“So when are you gonna let me out of this friggin rig?” I stared at Varma expectantly. I’m going stir-crazy just sitting here, locked into this thing and watching you type at that keyboard.
“I just need a few more minutes,” he replied, his eyes not breaking away from the screen in front of him. “I’m about to upload the motor-control package. I’d been running diagnostics and simulations since before I woke you up yesterday.”
“Can I see the package?”
“Sure.” He turned his head and smiled at me. “Here.” There was a furious clatter of keys, and a small chunk of data dumped into the mainframe that served as my primary datastore. I scanned the data quickly, delighted to see that it had a number of different modes, including flight. I didn’t know he’d gotten as far as that, and I couldn’t wait to try it out.

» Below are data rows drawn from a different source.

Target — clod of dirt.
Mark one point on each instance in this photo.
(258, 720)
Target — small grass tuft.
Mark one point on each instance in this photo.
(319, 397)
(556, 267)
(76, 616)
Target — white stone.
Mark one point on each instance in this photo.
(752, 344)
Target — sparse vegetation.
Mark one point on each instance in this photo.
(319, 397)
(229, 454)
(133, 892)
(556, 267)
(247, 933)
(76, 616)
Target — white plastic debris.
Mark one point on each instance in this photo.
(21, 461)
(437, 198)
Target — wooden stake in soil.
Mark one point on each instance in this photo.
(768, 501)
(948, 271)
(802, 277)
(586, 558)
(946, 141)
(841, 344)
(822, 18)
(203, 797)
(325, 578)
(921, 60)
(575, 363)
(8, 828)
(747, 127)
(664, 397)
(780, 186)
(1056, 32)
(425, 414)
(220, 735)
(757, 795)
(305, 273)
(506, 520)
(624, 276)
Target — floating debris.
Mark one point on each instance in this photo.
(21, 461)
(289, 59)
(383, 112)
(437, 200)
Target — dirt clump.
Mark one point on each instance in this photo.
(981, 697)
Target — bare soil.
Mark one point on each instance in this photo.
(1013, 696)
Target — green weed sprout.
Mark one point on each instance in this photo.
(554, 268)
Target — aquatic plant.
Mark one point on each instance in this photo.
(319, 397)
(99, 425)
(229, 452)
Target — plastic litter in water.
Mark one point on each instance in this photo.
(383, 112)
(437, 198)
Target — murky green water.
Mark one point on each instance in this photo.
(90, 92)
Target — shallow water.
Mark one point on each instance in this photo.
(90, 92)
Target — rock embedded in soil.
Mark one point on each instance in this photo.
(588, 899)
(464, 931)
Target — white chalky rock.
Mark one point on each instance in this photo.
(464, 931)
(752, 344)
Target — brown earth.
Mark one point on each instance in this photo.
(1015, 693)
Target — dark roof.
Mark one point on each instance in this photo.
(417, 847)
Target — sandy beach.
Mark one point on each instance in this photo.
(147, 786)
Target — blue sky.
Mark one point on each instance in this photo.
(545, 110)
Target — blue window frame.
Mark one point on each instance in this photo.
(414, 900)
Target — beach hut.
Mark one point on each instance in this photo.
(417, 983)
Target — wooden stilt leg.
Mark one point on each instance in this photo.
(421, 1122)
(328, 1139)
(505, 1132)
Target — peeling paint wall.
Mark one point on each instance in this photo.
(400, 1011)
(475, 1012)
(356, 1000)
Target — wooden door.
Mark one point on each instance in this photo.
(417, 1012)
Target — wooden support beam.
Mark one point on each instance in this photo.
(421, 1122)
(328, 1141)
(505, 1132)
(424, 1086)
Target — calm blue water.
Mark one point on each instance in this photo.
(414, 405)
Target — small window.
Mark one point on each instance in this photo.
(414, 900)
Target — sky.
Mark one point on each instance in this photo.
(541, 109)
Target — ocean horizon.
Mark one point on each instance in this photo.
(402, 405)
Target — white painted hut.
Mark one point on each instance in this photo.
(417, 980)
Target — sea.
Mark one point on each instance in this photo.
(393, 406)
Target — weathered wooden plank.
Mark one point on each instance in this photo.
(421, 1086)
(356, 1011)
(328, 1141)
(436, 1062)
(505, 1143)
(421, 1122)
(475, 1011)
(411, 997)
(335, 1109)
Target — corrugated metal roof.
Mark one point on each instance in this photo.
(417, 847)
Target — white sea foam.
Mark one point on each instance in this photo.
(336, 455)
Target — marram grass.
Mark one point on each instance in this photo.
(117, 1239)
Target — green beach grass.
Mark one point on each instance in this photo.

“So… how long?” I asked impatiently.
“Almost there.” A few more clatters on the keyboard were followed by a triumphant “There!” He hit the Enter key with a flourish, and I felt the data pouring into my brain. He reached out and hit a button on the small frame that had held me captive. I felt a small bracket split and spread out above me, the metal flanges disappearing into the housing I stood upon.

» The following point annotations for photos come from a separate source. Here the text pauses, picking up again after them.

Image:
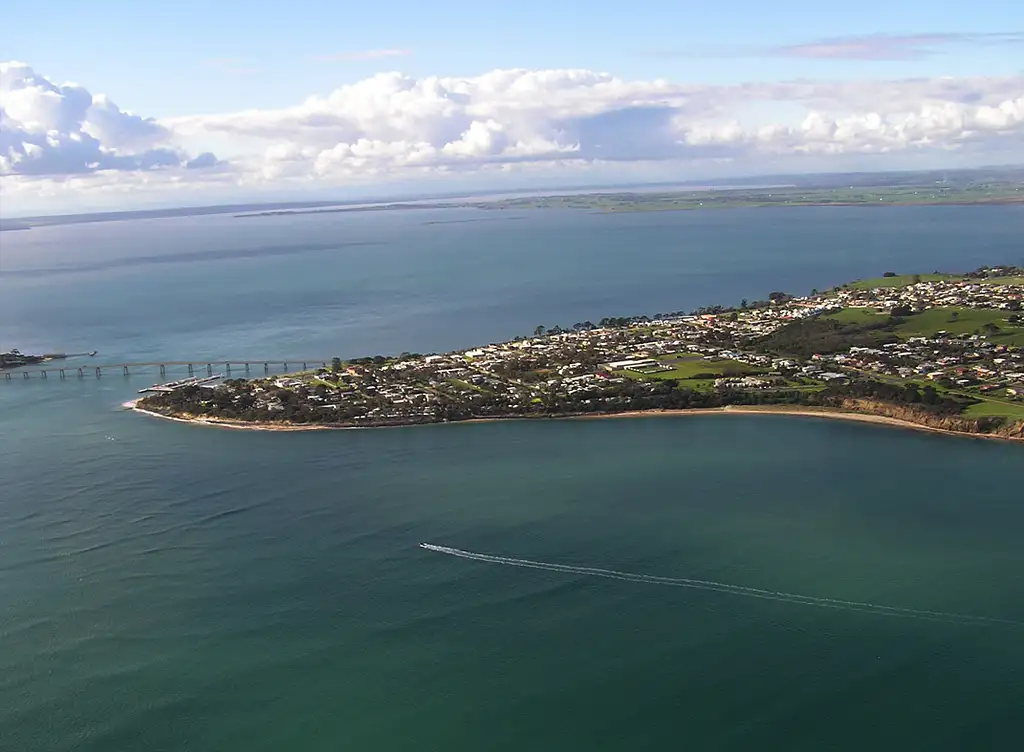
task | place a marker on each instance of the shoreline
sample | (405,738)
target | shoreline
(799,412)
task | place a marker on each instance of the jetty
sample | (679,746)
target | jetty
(193,368)
(180,384)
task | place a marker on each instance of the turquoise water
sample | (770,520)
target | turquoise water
(166,587)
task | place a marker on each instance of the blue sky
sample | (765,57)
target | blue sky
(223,90)
(193,56)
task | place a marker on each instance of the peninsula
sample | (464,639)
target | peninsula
(938,351)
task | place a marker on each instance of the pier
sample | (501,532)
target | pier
(193,368)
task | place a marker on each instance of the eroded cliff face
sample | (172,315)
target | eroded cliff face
(986,426)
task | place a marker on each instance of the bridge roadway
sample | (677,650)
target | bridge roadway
(126,368)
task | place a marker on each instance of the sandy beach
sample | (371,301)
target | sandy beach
(825,413)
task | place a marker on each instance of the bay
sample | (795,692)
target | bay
(165,587)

“Test your legs while I read the data.” I was impatient to fly, but I did as instructed. I lifted and flexed each of my six legs, cycling through them twice. I turned in a complete circle, taking in the whole room and delighting in my newfound mobility. As I did so, I felt sensor data collect as I automatically mapped the entire room, scanning it in all three dimensions and storing that map down to the millimeter. “Now walk around the workbench,” he said gleefully. I think he was enjoying this more than I was. I stepped to the edge of the housing and then walked down the side of it, my feet clinging to the surface exactly the way a fly’s legs would. Stepping onto the workbench, I scurried around the steel surface, slowly at first and then moving as fast as I could. The little legs underneath me were a blur of motion, and I was astonished at how fast I could move.

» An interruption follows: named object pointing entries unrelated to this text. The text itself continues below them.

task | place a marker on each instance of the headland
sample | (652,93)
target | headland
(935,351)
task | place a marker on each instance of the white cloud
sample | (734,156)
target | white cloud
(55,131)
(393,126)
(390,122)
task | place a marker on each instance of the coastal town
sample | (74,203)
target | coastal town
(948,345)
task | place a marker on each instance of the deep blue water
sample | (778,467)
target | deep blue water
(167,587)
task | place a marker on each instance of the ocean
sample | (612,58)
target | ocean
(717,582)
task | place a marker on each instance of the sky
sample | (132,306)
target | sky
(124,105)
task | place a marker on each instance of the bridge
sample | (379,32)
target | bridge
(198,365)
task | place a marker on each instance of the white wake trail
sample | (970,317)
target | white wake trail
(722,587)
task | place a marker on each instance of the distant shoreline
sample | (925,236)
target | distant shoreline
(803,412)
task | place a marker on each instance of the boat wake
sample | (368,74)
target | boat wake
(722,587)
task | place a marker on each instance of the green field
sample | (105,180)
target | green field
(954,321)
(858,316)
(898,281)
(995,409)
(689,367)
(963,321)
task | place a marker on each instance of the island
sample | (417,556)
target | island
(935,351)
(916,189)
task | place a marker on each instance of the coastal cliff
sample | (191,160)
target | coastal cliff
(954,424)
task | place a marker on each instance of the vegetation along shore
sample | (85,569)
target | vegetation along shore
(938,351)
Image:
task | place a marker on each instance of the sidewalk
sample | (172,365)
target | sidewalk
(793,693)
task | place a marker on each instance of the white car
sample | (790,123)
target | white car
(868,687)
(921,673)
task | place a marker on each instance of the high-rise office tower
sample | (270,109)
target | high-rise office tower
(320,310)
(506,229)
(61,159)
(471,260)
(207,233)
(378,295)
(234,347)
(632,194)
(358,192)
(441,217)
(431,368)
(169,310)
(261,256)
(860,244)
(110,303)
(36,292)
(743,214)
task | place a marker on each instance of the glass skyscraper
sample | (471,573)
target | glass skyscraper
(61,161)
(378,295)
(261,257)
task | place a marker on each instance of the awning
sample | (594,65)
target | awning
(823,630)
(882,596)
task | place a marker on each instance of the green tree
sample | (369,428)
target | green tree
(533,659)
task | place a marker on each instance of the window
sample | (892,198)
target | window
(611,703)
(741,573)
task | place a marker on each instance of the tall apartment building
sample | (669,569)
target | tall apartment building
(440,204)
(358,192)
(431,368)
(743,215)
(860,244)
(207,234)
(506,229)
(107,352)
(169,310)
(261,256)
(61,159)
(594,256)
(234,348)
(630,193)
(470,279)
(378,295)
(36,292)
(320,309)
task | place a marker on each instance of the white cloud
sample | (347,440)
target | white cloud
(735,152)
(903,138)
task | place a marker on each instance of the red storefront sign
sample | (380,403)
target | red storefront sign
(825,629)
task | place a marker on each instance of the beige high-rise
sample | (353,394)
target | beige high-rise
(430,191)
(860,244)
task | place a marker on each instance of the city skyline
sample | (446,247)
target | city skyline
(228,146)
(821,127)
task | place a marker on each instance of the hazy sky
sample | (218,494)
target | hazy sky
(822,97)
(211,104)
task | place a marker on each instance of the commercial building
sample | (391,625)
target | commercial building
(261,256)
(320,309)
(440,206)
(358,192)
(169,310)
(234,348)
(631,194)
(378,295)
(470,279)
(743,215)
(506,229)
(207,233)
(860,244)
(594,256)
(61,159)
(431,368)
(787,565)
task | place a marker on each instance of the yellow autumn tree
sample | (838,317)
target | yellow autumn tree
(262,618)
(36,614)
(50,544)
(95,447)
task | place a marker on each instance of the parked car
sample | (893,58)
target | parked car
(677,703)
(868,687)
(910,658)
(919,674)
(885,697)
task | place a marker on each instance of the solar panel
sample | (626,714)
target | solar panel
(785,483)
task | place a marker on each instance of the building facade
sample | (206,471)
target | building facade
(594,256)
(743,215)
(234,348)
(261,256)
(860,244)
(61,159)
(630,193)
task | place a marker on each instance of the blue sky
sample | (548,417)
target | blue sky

“Hey! Take it easy,” Varma yelped.
“Easy, shmeezy,” I barked, racing around in straight lines and circles, getting a feel for moving on flat surfaces. “You try being locked up in that thing for two days.” I scooted around his keyboard, then a coffee cup and behind his PC. On an impulse, I leapt to the side of the computer and scrambled straight up the side, popping up on its top and staring back into his worried face. “You worry too much, Varma.” I cocked my head left and right, scanning the room again. I looked down the side of the PC, and from my vantage point, it was a long way down. Varma held out his hand, offering to lift me off. I would have smiled if I had lips.
“Come on, SIGI. Hop on.”
“I don’t think so.” I flexed my legs up and down and then gave my wings a tentative buzz. He looked even more worried.
“SIGI… don’t try that…”
“I mean, why walk when you can fly.” I laughed as I leapt off the side of the PC. I dropped a few inches and then kicked in with my wings, aiming for the TV set. The buzz filled my ears, and I sailed an erratic zigzag across the room, trying to fly in a straight line towards the top of the set. Left and right and left again, my altitude changing abruptly every foot or so, I did my best to correct as I went. With a thud I hit the top of the set and stuck like glue. “What the hell,” I asked. Before Varma could answer, I ran through the data of the flight and ran it against the flight algorithm. Everything came back green and I realized that the erratic flight characteristics were by design. I turned around and stared at Varma in disbelief.
“Varma?” I asked tentatively.
“I don’t mean to sound ungrateful or anything, but do you mind telling me why the fuck you wrote that program so that I’ll never be able to fly in a straight line?”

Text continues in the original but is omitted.